Students at an elite Manhattan school named for the United Nations have been expelled after drawing swastikas in yearbooks — but the press is treating this as a simple discipline story, not a reckoning with what a "global citizenship" education actually produces.

The United Nations International School, a pre-K through 12 institution catering largely to diplomats' children, concluded its investigation Thursday into eighth-graders who scrawled swastikas and other hate symbols across more than 30 yearbooks. Head of school Dan Brenner informed parents that "all students found to have participated in this incident have been held accountable," with consequences ranging from counseling and probation to expulsion. "Each case was viewed individually with a range of imposed consequences, including students not returning to our community," Brenner wrote.

Spokesperson Lupe Todd-Medina would not specify how many were expelled, telling the New York Post only that "fewer than 15 kids" were involved.

Brenner framed the incident as standing "in direct opposition to our mission to educate young people to make the world a better place and to foster understanding, respect, empathy, and global citizenship." There is the tell. A school named after the body that lectures sovereign nations about human rights is producing kids who draw swastikas — and the stated cure is more of the same medicine that made the sickness.

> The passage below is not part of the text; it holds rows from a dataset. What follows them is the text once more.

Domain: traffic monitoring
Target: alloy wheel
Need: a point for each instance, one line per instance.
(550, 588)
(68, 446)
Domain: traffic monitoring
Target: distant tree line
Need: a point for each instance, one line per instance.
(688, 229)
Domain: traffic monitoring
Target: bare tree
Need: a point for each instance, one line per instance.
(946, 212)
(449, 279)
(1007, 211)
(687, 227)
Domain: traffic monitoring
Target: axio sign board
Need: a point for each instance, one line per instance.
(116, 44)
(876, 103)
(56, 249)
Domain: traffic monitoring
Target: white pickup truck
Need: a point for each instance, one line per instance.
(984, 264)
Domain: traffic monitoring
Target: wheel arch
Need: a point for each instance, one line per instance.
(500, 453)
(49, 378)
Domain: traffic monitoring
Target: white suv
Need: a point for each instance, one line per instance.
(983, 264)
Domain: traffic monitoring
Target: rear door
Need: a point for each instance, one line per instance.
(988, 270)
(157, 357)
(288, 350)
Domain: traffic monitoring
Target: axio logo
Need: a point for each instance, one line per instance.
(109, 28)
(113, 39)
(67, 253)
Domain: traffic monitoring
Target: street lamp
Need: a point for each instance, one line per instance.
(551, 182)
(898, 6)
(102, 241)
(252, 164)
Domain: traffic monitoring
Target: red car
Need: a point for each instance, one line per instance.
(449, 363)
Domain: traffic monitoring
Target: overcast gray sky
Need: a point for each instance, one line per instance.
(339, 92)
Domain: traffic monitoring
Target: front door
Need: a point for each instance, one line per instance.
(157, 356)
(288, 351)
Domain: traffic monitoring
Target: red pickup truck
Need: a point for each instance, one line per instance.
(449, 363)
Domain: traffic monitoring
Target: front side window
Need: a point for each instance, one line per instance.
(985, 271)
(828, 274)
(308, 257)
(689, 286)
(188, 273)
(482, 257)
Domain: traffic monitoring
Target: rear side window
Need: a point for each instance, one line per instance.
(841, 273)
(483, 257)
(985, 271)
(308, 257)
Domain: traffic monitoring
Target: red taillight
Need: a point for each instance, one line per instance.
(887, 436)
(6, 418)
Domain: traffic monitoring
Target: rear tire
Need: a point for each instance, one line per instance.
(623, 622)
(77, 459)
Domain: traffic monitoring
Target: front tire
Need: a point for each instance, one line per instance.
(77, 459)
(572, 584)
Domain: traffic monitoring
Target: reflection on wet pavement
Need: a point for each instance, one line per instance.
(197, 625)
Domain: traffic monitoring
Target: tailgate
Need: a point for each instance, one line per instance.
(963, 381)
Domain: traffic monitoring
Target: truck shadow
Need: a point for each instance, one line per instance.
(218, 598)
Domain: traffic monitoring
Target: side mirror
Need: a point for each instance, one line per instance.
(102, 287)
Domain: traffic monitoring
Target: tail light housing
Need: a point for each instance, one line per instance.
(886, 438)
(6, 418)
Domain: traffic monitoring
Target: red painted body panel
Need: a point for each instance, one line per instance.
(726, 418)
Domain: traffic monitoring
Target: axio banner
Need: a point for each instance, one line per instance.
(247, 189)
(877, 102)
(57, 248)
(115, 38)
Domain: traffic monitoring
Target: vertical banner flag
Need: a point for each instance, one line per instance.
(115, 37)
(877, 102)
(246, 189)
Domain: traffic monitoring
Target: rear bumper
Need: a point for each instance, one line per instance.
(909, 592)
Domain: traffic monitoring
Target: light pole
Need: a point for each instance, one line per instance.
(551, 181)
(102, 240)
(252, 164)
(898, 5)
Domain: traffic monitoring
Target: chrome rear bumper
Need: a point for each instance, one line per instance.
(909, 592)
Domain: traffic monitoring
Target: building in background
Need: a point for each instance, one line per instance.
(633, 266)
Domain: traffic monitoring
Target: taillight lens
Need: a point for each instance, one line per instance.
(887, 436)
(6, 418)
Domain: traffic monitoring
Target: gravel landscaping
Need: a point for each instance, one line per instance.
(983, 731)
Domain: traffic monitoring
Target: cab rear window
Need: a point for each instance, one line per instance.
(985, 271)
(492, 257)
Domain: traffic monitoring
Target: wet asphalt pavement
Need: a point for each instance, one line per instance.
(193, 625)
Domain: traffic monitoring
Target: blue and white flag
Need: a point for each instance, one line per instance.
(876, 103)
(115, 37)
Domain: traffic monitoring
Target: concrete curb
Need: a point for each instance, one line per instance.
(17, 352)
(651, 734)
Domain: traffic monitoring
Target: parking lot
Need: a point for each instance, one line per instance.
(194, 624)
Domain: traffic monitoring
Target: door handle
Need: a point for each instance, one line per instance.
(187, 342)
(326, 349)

A Jewish father at UNIS backed the expulsions, telling the Post: "This needed to be done. They made the correct move — they became educators again. It's the first step towards change to kick a few kids out. I would do the same."

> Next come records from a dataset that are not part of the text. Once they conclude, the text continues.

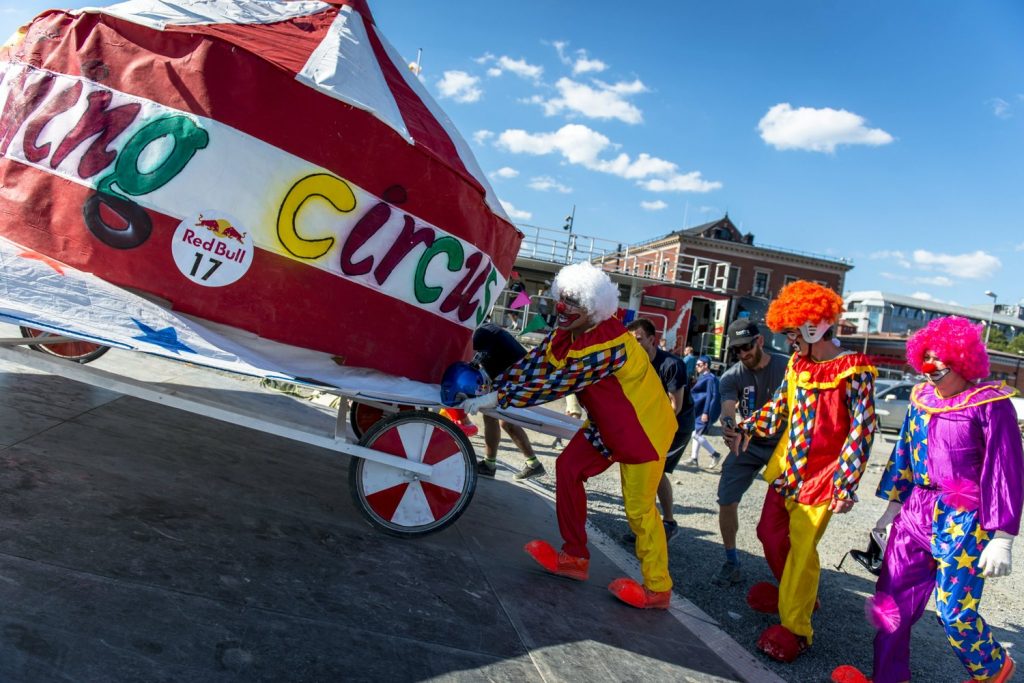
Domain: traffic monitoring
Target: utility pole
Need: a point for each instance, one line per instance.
(569, 247)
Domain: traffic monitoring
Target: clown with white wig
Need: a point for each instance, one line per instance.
(630, 422)
(825, 411)
(954, 486)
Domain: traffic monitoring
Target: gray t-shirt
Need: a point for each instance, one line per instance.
(752, 389)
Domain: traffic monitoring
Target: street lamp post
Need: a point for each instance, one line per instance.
(991, 314)
(569, 219)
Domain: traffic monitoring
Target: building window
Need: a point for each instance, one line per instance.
(700, 275)
(733, 278)
(761, 283)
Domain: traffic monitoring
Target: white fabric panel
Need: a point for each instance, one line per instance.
(161, 13)
(468, 160)
(343, 67)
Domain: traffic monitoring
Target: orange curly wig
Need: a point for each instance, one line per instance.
(801, 302)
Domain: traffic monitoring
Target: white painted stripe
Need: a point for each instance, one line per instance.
(414, 510)
(159, 14)
(343, 67)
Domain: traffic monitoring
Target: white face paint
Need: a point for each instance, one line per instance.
(813, 332)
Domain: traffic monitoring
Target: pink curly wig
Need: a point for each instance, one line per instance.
(801, 302)
(955, 341)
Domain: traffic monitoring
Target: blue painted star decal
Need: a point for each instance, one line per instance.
(166, 338)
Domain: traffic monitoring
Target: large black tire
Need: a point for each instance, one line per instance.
(399, 503)
(79, 351)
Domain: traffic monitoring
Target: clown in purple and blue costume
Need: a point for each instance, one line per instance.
(957, 470)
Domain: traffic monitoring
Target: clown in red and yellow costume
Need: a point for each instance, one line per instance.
(825, 407)
(630, 422)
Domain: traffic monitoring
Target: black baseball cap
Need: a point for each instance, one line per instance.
(741, 331)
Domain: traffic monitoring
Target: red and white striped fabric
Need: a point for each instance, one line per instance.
(270, 166)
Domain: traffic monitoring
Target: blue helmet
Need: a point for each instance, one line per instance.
(462, 381)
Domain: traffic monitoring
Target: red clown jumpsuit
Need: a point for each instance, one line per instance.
(630, 421)
(828, 409)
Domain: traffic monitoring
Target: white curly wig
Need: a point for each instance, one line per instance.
(591, 287)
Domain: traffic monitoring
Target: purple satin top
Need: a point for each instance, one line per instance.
(975, 447)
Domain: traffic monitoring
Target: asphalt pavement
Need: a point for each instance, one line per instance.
(141, 543)
(842, 632)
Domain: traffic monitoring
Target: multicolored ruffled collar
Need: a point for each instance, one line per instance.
(926, 398)
(809, 374)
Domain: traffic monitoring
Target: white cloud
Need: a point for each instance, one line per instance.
(603, 101)
(972, 266)
(482, 136)
(582, 145)
(520, 68)
(937, 281)
(460, 86)
(515, 213)
(546, 182)
(1000, 108)
(895, 255)
(681, 182)
(817, 130)
(585, 65)
(505, 172)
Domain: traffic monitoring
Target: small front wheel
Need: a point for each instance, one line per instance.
(400, 503)
(79, 351)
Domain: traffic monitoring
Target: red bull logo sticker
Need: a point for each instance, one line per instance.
(212, 249)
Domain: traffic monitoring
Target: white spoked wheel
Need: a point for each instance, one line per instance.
(401, 503)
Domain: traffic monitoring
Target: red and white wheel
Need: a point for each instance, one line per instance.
(402, 503)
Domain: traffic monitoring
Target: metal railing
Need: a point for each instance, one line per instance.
(564, 248)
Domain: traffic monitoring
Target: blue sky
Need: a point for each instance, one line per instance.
(891, 133)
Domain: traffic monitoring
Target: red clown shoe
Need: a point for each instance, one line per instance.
(558, 562)
(848, 674)
(781, 644)
(639, 596)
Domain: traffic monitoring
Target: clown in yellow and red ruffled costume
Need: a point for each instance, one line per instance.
(630, 422)
(825, 411)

But a Manhattan private school consultant cut through the institutional posturing. "The school doesn't care. They don't care because antisemitism is bad — and that's the problem. They only care because they got caught." The consultant called UNIS "the laziest private school in the city," adding: "It's kids of UN workers. All they want to do is get through this school and go to the Sorbonne."

That dismissal tracks with the school's documented record. In February, a longtime Jewish teacher at UNIS filed a discrimination lawsuit alleging administrators ignored her complaints of antisemitism and retaliated against her for raising them. The pattern is plain: the institution's public posture of tolerance cracks the moment nobody is watching.

The Post covered the expulsions and the consultant's blunt assessment. CBS News, for its part, ran a completely unrelated story about summer break safety at Elk Grove schools in Sacramento — no coverage of the UNIS incident at all. The establishment press either treats this as a closed case or ignores it entirely. Neither approach answers the question ordinary Americans should be asking: what happens when you educate children inside a system built on the premise that certain groups sit above criticism while the rest are fair game? Alienation is the product. Swastikas are the symptom.

UNIS sits in Turtle Bay, steps from the UN headquarters — the very institution that presumes to define human rights for the world. Its school now has a paper trail of antisemitism complaints, a federal lawsuit, and eighth-graders who thought drawing the symbol of industrialized murder was a joke for the yearbook. The expulsions are done. The culture that produced them remains untouched.